Single by Mae Stephens
- Released: 10 February 2023
- Recorded: 2022
- Genre: Pop; funk;
- Length: 2:22
- Label: EMI
- Songwriters: Mae Stephens; Morien van der Tang; Gia Koka;
- Producer: Morgan Avenue

Mae Stephens singles chronology
| "White Lies" (2021) | "If We Ever Broke Up" (2023) | "Mr Right" (2023) |

Music video
- "If We Ever Broke Up" on YouTube

= If We Ever Broke Up =

2023 single by Mae Stephens

"If We Ever Broke Up" is a song by British singer Mae Stephens, released on 10 February 2023 through EMI Records.
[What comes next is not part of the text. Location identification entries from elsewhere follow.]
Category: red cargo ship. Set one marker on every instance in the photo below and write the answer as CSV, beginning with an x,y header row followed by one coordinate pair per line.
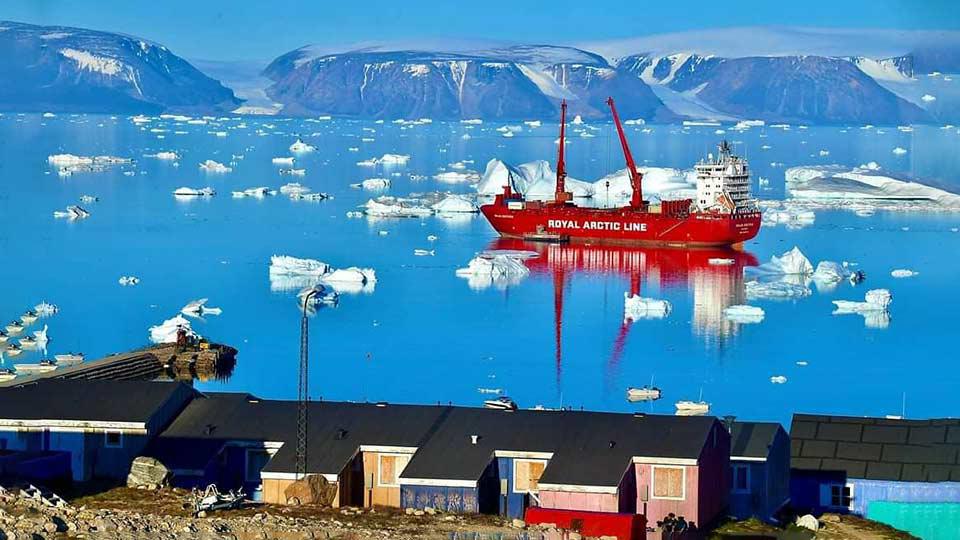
x,y
723,215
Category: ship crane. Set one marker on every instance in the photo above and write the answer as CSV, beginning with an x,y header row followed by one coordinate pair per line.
x,y
636,178
562,196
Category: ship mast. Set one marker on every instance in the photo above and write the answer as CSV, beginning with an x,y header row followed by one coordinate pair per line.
x,y
561,195
636,200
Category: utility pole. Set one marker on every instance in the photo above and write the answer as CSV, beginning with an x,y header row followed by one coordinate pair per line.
x,y
303,385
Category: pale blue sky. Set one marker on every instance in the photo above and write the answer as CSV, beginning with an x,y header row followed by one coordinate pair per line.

The funk-pop song became her breakthrough single, going viral on TikTok and then reaching the top 20 in the UK Singles Chart, as well as charting in other countries.

==Release and reception==
The song's official lyric video was released in February 2023. The Official Charts Company described the song as a "quirky, funk-propelled pop song" with influences from Lily Allen and Kate Nash and sounding like Dua Lipa.

==Charts==

Chart performance for "If We Ever Broke Up"
| Chart (2023) | Peak position |
|---|---|
| Australia Hitseekers (ARIA) | 7 |
| Canada (Canadian Hot 100) | 89 |
| Global 200 (Billboard) | 175 |
| Ireland (IRMA) | 8 |
| Japan Hot Overseas (Billboard Japan) | 4 |
| Latvia Airplay (LaIPA) | 3 |
| Lithuania (AGATA) | 92 |
| Netherlands (Single Top 100) | 74 |
| New Zealand Hot Singles (RMNZ) | 6 |
| Norway (VG-lista) | 23 |
| Poland (Polish Airplay Top 100) | 15 |
| San Marino (SMRTV Top 50) | 44 |
| South Korea Download (Circle) | 190 |
| Sweden (Sverigetopplistan) | 63 |
| UK Singles (Official Charts) | 13 |

==Certifications==

Certifications for "If We Ever Broke Up"
| Region | Certification | Certified units/sales |
| Brazil (Pro-Música Brasil) | Platinum | 40,000^{‡} |
| Canada (Music Canada) | Gold | 40,000^{‡} |
| New Zealand (RMNZ) | Gold | 15,000^{‡} |
| Poland (ZPAV) | Platinum | 50,000^{‡} |
| United Kingdom (BPI) | Gold | 400,000^{‡} |
| United States (RIAA) | Gold | 500,000^{‡} |
^{‡} Sales+streaming figures based on certification alone.